Lionesses fever swept through the country like a magnet over the summer months, attracting generations of new fans at an overwhelming rate. Yet for White, her Lionesses tenure was reaching its natural conclusion. It was a decision she took before the tournament commenced.

“I’d already made the decision to retire pre-tournament. It looks a bit better that we won it, doesn’t it? I’d thought about it for a little while. I told very few people because I didn’t want sad eyes watching me thinking ‘this is the last time’.

“My husband was bawling his eyes out. He’s been there through a lot of it, same as my mum and dad. It was very emotional for me.
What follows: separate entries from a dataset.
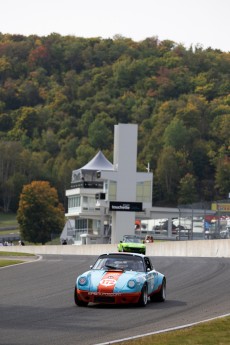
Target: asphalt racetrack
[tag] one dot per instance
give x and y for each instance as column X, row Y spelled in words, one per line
column 37, row 305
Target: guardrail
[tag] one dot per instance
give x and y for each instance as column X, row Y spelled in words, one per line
column 208, row 248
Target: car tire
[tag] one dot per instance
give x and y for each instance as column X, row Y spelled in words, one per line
column 143, row 300
column 161, row 295
column 78, row 302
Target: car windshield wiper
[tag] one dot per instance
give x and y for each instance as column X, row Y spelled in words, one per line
column 114, row 267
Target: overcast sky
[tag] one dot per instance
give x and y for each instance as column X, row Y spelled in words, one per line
column 190, row 22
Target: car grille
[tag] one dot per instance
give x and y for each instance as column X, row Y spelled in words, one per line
column 104, row 299
column 134, row 250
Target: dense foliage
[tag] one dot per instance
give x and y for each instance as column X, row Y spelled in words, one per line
column 60, row 98
column 40, row 215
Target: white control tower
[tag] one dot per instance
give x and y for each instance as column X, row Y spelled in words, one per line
column 128, row 192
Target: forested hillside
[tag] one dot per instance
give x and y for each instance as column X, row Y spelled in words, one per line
column 60, row 97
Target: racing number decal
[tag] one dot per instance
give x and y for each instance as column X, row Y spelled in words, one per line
column 108, row 282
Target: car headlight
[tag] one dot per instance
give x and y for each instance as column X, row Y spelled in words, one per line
column 82, row 281
column 131, row 283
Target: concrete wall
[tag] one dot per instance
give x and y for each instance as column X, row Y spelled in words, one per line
column 205, row 248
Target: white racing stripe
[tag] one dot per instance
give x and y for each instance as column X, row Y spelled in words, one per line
column 163, row 331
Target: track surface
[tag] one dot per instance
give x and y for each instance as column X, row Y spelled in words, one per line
column 37, row 306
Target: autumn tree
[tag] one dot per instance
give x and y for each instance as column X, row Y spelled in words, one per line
column 39, row 214
column 187, row 190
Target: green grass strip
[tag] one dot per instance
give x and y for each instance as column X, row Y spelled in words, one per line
column 216, row 332
column 4, row 263
column 14, row 254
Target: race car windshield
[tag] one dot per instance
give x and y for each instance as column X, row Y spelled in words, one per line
column 119, row 263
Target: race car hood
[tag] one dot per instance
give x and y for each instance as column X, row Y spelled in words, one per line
column 113, row 280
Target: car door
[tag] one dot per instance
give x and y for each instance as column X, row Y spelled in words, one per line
column 150, row 273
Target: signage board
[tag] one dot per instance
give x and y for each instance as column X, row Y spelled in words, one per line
column 125, row 206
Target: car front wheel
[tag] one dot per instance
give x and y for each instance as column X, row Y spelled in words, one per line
column 161, row 295
column 144, row 296
column 79, row 302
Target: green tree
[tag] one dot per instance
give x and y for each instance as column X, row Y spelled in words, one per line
column 39, row 214
column 187, row 190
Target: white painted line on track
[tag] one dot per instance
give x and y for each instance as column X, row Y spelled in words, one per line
column 39, row 257
column 163, row 330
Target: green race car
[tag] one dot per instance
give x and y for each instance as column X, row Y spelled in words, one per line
column 132, row 244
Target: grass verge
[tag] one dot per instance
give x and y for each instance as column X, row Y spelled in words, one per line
column 216, row 332
column 15, row 254
column 4, row 263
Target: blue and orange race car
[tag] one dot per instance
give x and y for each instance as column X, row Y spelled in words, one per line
column 120, row 278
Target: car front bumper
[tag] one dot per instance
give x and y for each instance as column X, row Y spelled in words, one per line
column 108, row 298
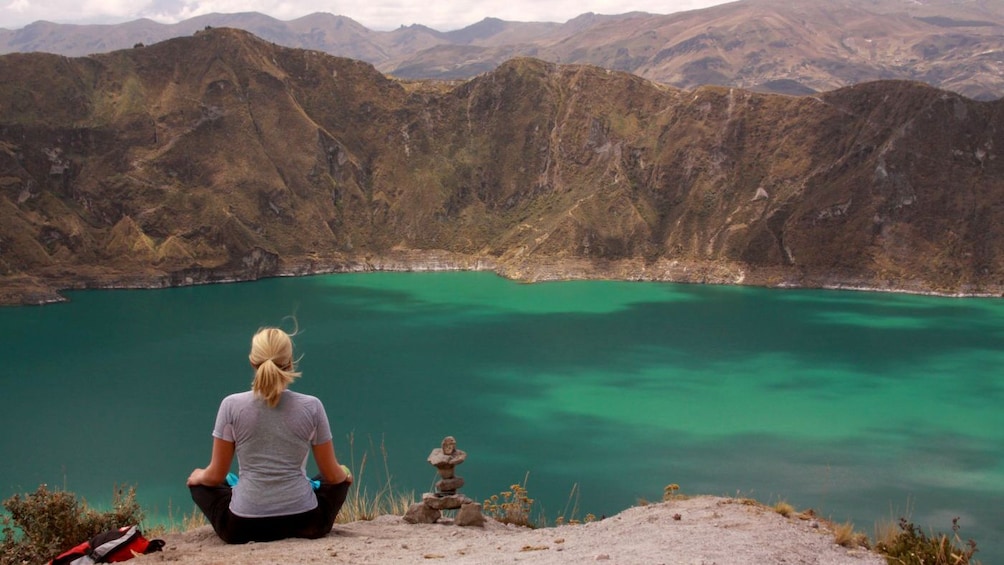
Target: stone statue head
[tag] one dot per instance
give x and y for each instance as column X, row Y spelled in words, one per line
column 449, row 446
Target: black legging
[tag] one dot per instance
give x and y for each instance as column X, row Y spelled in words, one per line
column 215, row 504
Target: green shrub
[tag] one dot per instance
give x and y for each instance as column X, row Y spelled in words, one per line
column 42, row 524
column 913, row 547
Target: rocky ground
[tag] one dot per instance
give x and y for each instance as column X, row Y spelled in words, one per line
column 694, row 531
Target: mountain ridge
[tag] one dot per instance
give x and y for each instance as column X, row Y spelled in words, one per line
column 225, row 157
column 802, row 46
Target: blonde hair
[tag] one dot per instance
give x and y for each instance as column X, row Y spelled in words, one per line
column 274, row 367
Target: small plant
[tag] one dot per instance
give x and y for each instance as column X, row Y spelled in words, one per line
column 45, row 523
column 670, row 492
column 512, row 506
column 844, row 535
column 359, row 504
column 784, row 509
column 914, row 547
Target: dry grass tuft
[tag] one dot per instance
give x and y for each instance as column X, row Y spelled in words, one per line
column 784, row 509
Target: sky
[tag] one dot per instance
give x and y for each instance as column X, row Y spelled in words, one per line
column 383, row 15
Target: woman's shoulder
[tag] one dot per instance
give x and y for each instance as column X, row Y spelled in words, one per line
column 301, row 398
column 238, row 397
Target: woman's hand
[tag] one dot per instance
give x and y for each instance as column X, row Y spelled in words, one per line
column 196, row 478
column 219, row 466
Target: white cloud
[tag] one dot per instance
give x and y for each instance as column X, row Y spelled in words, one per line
column 378, row 14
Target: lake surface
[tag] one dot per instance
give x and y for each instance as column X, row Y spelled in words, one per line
column 864, row 406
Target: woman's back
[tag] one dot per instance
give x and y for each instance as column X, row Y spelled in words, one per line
column 272, row 445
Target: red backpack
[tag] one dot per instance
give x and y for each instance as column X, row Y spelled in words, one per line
column 108, row 547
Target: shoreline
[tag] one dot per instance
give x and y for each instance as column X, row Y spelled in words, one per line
column 684, row 531
column 28, row 290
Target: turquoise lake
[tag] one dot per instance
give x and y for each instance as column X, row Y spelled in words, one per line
column 863, row 406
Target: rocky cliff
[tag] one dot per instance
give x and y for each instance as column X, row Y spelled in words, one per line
column 223, row 157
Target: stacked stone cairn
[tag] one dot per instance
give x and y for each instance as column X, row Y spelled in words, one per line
column 445, row 459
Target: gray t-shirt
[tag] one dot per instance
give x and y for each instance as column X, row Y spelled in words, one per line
column 272, row 446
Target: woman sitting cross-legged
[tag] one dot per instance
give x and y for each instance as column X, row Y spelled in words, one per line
column 271, row 430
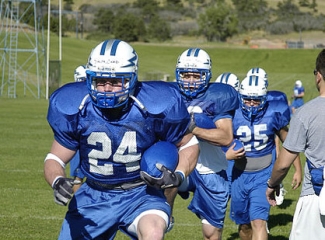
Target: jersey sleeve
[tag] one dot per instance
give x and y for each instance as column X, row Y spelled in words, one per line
column 165, row 105
column 282, row 109
column 63, row 113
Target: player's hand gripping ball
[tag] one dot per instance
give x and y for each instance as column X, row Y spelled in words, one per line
column 158, row 166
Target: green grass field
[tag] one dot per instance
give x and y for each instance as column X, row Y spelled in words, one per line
column 27, row 209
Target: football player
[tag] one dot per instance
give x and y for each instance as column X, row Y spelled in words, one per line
column 261, row 74
column 212, row 106
column 256, row 123
column 75, row 171
column 112, row 119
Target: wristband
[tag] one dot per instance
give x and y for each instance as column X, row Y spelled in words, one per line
column 181, row 173
column 272, row 187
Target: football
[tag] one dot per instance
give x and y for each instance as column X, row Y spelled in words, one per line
column 238, row 145
column 161, row 152
column 203, row 121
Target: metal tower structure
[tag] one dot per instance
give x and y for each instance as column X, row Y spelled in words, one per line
column 22, row 49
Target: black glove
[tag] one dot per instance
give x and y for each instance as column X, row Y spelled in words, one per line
column 192, row 124
column 63, row 190
column 168, row 179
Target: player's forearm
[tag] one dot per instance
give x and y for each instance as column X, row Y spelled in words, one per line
column 281, row 167
column 216, row 136
column 52, row 169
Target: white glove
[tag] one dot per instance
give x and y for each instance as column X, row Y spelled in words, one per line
column 321, row 202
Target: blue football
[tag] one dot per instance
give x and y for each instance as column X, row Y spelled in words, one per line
column 203, row 121
column 161, row 152
column 238, row 145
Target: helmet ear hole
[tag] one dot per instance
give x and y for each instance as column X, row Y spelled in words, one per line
column 80, row 74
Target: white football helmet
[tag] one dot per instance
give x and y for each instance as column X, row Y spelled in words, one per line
column 194, row 60
column 80, row 74
column 230, row 79
column 252, row 88
column 260, row 72
column 112, row 59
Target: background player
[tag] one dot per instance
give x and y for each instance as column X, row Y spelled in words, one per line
column 211, row 106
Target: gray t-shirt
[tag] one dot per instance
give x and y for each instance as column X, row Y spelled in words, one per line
column 307, row 134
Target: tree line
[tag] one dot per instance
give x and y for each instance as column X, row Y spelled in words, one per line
column 216, row 20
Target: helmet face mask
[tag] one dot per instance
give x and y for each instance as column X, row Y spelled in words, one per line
column 259, row 72
column 195, row 62
column 112, row 61
column 252, row 96
column 80, row 74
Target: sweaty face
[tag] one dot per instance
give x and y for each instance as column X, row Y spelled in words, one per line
column 251, row 102
column 110, row 84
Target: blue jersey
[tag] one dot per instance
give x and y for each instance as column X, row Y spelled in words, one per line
column 258, row 135
column 111, row 147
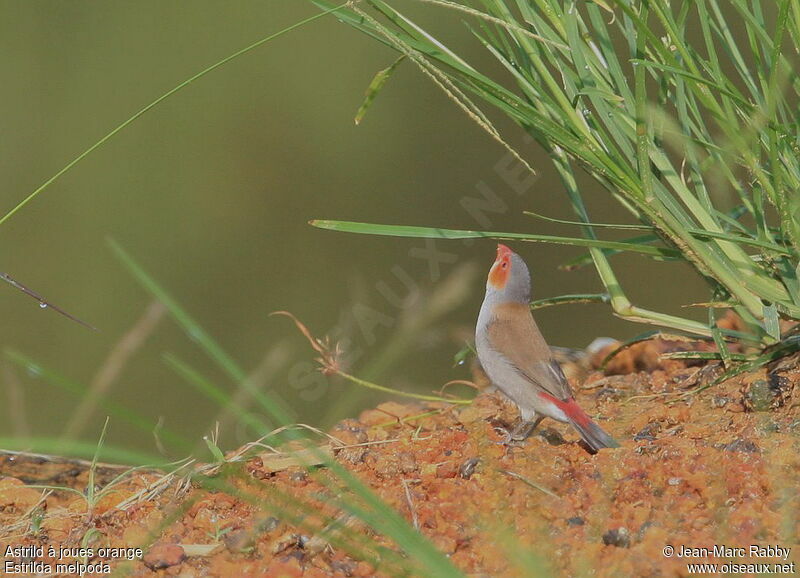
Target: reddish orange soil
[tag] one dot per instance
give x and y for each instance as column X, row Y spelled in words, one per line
column 718, row 468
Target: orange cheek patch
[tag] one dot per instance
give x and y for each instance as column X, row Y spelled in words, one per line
column 498, row 276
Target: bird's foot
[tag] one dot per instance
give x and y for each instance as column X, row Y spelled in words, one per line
column 517, row 436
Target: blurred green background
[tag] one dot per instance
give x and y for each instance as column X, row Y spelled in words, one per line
column 212, row 190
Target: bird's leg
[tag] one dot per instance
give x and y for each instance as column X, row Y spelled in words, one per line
column 525, row 429
column 520, row 433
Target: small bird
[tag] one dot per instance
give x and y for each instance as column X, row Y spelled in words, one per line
column 517, row 359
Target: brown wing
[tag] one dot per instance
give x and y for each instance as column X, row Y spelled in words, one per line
column 514, row 335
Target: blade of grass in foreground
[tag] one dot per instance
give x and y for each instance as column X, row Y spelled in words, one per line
column 57, row 446
column 378, row 515
column 79, row 390
column 158, row 101
column 437, row 233
column 197, row 334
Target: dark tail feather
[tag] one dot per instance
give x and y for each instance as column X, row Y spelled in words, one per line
column 594, row 436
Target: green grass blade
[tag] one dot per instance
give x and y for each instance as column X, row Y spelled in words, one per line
column 436, row 233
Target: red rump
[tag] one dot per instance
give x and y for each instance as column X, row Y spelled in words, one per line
column 570, row 408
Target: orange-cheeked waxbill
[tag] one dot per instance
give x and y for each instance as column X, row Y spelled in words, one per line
column 517, row 359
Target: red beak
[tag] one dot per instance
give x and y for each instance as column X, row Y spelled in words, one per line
column 502, row 250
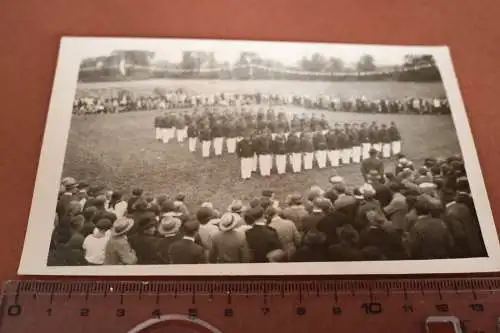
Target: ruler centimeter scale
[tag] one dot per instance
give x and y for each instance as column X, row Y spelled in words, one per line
column 414, row 305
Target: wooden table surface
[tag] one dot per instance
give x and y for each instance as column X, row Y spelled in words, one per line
column 30, row 31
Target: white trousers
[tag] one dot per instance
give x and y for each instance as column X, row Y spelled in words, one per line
column 346, row 155
column 281, row 163
column 265, row 164
column 246, row 167
column 378, row 146
column 386, row 150
column 205, row 148
column 356, row 154
column 192, row 144
column 181, row 134
column 334, row 156
column 218, row 146
column 396, row 147
column 308, row 158
column 365, row 150
column 321, row 158
column 231, row 145
column 296, row 162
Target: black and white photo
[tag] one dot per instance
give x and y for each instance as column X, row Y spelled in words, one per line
column 218, row 157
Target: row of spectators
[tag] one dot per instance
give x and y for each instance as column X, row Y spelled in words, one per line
column 180, row 99
column 411, row 213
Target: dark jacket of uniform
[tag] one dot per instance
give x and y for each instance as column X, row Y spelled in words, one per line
column 217, row 131
column 372, row 163
column 319, row 142
column 293, row 144
column 185, row 252
column 343, row 141
column 265, row 145
column 331, row 141
column 279, row 145
column 244, row 149
column 192, row 131
column 205, row 134
column 262, row 240
column 306, row 145
column 363, row 135
column 394, row 134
It was amazing to see them in the crowd and for them to experience the raw emotion with me. It was the perfect moment for me to retire.”

When quizzed about England’s prospects for the future, she smirked and replied: “I can say what I want now.” New beginnings are on the horizon for White, and for England, but the two have parted ways for the final time. Her legacy, however, will continue to be at the forefront of positive change in the sport. Speaking as the Lionesses’ “biggest fan”, she finished by saying: “This summer has transformed the way people look at us.

“We’re a force to be reckoned with under Sarina. The way we play, the style we play, and the mentality. We’re ruthless. Perhaps they haven’t seen that in an England team before. For years we’ve been like ‘we want to win something’. Now we have.

“I obviously want them to go on and win more trophies. I believe that they can. It won’t be easy [at the World Cup in 2023], but I’ve got my full faith in them. I’m the biggest fan ever!”